Management of Acute Subdural Hematoma with Neurological Deficits
This patient requires urgent neurosurgery consultation with strong consideration for immediate craniotomy. 1
Immediate Actions
Obtain urgent neurosurgery consultation immediately - this is a neurosurgical emergency requiring specialist evaluation within minutes, not hours. 1
- Elevate the head of bed to 30 degrees to reduce intracranial pressure while awaiting neurosurgical evaluation 2
- Maintain systolic blood pressure >100 mmHg or mean arterial pressure >80 mmHg to prevent secondary brain injury 2
- Avoid hypotension and hypoxia, which worsen outcomes 2
- Perform immediate non-contrast CT if not already done to confirm diagnosis and assess for other injuries 2
Surgical Decision Algorithm
The decision for urgent craniotomy versus other management depends on specific CT findings and clinical parameters:
Proceed directly to urgent craniotomy if: 1
- Subdural hematoma thickness >10 mm on CT, OR
- Midline shift >5 mm on CT, OR
- Glasgow Coma Scale (GCS) score <9 with any of the following:
- GCS decreased by ≥2 points from injury to admission
- Asymmetric or fixed dilated pupils
- Intracranial pressure >20 mmHg
The presence of left-sided weakness and confusion in this 40-year-old strongly suggests significant mass effect requiring surgical evacuation. 1 These focal neurological deficits indicate the hematoma is causing brain compression and herniation risk.
Surgical Technique
Craniotomy with or without bone flap removal and duraplasty is the standard surgical approach for acute subdural hematoma in patients with GCS <9 or significant neurological deficits. 1
- Decompressive craniectomy (leaving bone flap off) shows better neurological outcomes in patients with GCS ≤8 at admission, particularly after high-energy trauma 3
- Standard craniotomy with bone flap replacement is appropriate for less severe cases 3
- Surgical evacuation should be performed as soon as possible - delays worsen outcomes 1
Alternative Approaches (Only for Specific Scenarios)
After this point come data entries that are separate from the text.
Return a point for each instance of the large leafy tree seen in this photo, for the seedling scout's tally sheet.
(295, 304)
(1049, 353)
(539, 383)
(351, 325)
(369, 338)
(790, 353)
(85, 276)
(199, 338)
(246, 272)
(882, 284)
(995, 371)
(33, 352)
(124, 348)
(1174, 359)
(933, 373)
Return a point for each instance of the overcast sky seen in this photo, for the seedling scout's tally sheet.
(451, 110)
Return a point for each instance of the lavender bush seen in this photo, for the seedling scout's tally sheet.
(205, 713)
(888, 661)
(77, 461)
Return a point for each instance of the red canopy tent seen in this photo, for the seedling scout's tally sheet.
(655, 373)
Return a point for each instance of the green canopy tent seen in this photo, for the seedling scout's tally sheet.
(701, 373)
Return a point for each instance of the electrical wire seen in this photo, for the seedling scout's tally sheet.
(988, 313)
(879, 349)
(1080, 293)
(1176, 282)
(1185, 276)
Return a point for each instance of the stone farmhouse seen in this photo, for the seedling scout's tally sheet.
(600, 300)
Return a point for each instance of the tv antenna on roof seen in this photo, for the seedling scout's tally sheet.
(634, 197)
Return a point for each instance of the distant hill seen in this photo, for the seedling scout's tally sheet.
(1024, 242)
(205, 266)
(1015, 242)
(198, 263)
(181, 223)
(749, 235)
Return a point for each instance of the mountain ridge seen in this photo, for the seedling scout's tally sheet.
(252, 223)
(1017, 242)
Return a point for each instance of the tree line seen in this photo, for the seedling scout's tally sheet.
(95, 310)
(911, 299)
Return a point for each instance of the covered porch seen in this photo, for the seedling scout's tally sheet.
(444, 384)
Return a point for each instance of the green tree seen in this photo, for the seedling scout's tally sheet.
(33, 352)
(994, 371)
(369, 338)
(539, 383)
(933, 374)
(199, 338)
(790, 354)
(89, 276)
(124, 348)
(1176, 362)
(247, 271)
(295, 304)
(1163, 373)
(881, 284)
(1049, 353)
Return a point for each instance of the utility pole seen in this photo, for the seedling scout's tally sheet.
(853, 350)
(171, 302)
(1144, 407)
Minimally invasive twist-drill craniostomy with fibrinolytic irrigation may be considered only if: 4
- GCS ≥13 (this patient has confusion, likely lower)
- Hematoma thickness ≥7 mm
- Moderate neurological deficits without symptom progression
- No need for immediate evacuation
However, given this patient's left-sided weakness and confusion, they likely do not meet criteria for conservative or minimally invasive management and require urgent craniotomy. 4, 1
Critical Pitfalls to Avoid
- Do not delay neurosurgical consultation to obtain additional imaging or laboratory results if the patient is stable for transport 2
- Do not rely on clinical characteristics alone - CT findings must guide surgical decision-making 2
- Do not attempt conservative management in patients with focal neurological deficits suggesting significant mass effect 1
- Intracranial pressure monitoring should be placed in all comatose patients (GCS <9) with acute subdural hematoma 1
Prognosis Considerations
Age >60 years and GCS <8 are associated with higher mortality rates in acute subdural hematoma. 3 This 40-year-old patient has a better baseline prognosis if treated promptly with appropriate surgical intervention.